In June, Wisconsin witnessed both enormous highs and distressing setbacks for those who are battling for gay rights.
On June 6, 2014, District Judge Barbara Crabb overturned Wisconsin’s same-sex marriage ban, asserting that the case “is about liberty and equality, the two cornerstones of the rights protected by the United States Constitution.”
That weekend, various county clerk offices around the state extended their hours to allow couples to exercise their right to marry. While each county office was given discretion as to whether to begin issuing licenses, over two-thirds of counties across the states began to do so in the week following the ruling. Pictures proliferated in newspapers and around the Internet of hundreds of couples celebrating with friends and loved ones.
However, the ruling remains in legal limbo.
Wisconsin Attorney General J.B. Van Hollen issued an appeal, asking for all same-sex marriages to cease pending the outcome of his appeal. On June 13, a week after granting constitutionality to same-sex marriages, Judge Crabb upheld the request for a stay on the basis that a federal court had ruled earlier in Utah to put a hold on marriages. Judge Crabb issued her decision stating that she had to follow the higher court’s ruling in this case.praising the stay, while the American Civil Liberties Union of Wisconsin (ACLU) prepared to file a lawsuit to allow the marriages to continue. Over 500 gay couples married during the week between Crabb’s initial ruling and her second ruling.
Other couples, however, took a different route. Frustrated by the marriage issue, they sought to pursue a suit for the expansion of same-sex couple adoption rights.
In Wisconsin, stepparent adoptions allow an expansion of rights to a non-biologically related parent, including health insurance, death benefits, and child support. However, these adoptions are reserved for married couples.
With the stay on same-sex marriages, family status for gay couples remains in uncertain territory — not only for partner benefits afforded to married couples, but for their children as well. Since it may be years before the Wisconsin case is resolved, gay rights advocates hope to push forward a decision on the grounds of equal rights for familial protection.
During the Supreme Court ruling on California’s Proposition 8 in 2013, the lawyers arguing against the constitutionality of a marriage ban emphasized the effect the ban could have on the tens of thousands of children being raised by same-sex couples.
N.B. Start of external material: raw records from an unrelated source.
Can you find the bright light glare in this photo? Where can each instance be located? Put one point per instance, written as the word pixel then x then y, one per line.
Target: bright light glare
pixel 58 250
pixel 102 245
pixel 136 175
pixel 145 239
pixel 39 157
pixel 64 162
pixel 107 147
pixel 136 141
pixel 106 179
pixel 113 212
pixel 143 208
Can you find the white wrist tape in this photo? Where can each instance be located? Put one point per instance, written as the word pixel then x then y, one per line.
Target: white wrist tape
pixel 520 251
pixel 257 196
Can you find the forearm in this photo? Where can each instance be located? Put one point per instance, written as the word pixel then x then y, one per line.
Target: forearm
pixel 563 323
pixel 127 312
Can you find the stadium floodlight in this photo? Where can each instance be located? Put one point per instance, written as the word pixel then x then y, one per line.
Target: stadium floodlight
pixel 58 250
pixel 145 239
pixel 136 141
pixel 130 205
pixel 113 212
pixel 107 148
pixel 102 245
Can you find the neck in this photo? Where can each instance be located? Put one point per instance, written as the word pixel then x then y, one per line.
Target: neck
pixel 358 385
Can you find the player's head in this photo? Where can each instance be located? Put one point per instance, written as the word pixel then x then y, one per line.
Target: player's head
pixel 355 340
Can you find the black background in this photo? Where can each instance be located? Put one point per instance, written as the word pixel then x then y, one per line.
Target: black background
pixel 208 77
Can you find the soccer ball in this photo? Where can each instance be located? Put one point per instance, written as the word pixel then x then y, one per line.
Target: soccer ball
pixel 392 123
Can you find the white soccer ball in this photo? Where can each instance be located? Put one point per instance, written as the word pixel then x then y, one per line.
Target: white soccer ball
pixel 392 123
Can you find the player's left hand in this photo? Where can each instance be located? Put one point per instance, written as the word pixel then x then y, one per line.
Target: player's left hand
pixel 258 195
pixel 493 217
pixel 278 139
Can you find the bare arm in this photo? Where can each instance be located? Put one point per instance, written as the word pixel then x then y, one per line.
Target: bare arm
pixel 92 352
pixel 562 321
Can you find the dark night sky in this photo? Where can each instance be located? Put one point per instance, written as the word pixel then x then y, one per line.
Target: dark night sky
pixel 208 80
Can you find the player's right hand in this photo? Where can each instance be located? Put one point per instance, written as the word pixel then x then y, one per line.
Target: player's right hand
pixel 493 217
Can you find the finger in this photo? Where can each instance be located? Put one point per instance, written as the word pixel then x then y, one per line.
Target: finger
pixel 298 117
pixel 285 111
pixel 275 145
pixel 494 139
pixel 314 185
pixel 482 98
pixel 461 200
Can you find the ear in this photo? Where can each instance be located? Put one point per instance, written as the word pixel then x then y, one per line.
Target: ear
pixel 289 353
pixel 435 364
The court’s decision, written by Justice Anthony Kennedy, emphasized this effect as well.
Wisconsin now hopes to emulate the familial protection argument to overcome the possible delays set into effect over this past week.
Most states, however, still have barriers that prevent same-sex couples from adopting. Only 19 states allow joint adoptions and only 13 allow second-parent adoptions.
With so much focus on the rapid overturning of marriage bans, Wisconsin proves that this process still is encountering substantial obstacles. Same-sex adoption, therefore, appears to be the next frontier for same-sex equality.